Des courses passent à la trappe
Les travaux de la gare devraient encore s’étaler sur près de huit années. Entre arrêts de chantier et histoires de paperasse, difficile de savoir combien de temps le chantier pharaonique va réellement durer, avertit un technicien de Taxi Services. Des solutions à court terme seraient-elles envisageables? Notre contact de la compagnie lausannoise nous assure que oui.
«Nous avons fait des demandes de signalisation pour indiquer l’endroit où se trouve la station», affirme-t-il.

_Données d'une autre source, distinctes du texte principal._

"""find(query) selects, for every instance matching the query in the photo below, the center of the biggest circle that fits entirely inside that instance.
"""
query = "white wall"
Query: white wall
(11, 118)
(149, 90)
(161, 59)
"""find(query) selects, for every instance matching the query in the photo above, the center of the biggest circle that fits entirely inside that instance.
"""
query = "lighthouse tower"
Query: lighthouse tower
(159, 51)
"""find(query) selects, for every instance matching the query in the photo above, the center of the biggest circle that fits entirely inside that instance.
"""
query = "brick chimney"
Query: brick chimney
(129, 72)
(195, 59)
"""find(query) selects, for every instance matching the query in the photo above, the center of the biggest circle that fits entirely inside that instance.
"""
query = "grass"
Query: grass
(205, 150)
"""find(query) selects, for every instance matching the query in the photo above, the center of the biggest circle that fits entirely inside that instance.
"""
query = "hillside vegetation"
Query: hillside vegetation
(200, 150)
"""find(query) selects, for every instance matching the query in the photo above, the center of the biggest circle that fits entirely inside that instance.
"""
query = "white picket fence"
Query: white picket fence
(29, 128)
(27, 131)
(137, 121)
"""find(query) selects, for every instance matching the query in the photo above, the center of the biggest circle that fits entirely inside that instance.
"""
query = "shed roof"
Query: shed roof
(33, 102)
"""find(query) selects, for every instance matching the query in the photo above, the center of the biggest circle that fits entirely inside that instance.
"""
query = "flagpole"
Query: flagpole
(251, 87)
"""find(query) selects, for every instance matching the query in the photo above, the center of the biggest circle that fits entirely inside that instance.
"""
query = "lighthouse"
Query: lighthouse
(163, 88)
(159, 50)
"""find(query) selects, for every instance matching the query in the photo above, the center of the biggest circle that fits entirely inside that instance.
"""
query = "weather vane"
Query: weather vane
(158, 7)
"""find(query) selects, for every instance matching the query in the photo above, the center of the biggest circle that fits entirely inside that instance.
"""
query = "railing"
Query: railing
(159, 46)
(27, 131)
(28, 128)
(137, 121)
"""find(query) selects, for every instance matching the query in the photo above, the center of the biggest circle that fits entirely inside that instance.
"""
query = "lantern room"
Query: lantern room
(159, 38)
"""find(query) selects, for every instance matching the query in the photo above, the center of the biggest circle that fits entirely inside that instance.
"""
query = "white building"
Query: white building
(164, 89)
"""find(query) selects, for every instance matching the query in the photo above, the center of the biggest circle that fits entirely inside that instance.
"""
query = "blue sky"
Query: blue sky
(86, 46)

Mais, dans tous les cas, des courses continueront de se perdre: «Ce n’est agréable pour personne de se taper 200 mètres avec des bagages en sortant du train et c’est un problème pour les personnes à mobilité réduite.»
Ils seraient donc en discussion pour trouver une solution: «Mais ce projet est un véritable mastodonte, il y a beaucoup de protagonistes. Pour faire bouger les choses, cela prendra du temps.»
Un temps que les chauffeurs de taxi ne semblent justement plus avoir. Beaucoup seraient en situation de détresse, nous confie-t-on. Contacté par téléphone, Pierre-Antoine Hildbrand renvoie vers la direction du chantier. Cette dernière indique qu’elle est «bien sûr en contact avec les taxis et au courant de leurs doléances», avancent les CFF. La compagnie ferroviaire affirme que la place de stationnement attribuée serait «actuellement l’endroit le plus proche de la gare pour le parcage». Et promet de poursuivre le dialogue.
Selon le syndicat Unia, une séance d’information sur la situation de la branche de transport des personnes dans le canton de Vaud se tiendra la semaine prochaine. Celle-ci réunira les professionnels du domaine. La première étape d’un chemin de croix qui permettra enfin de débloquer les compteurs?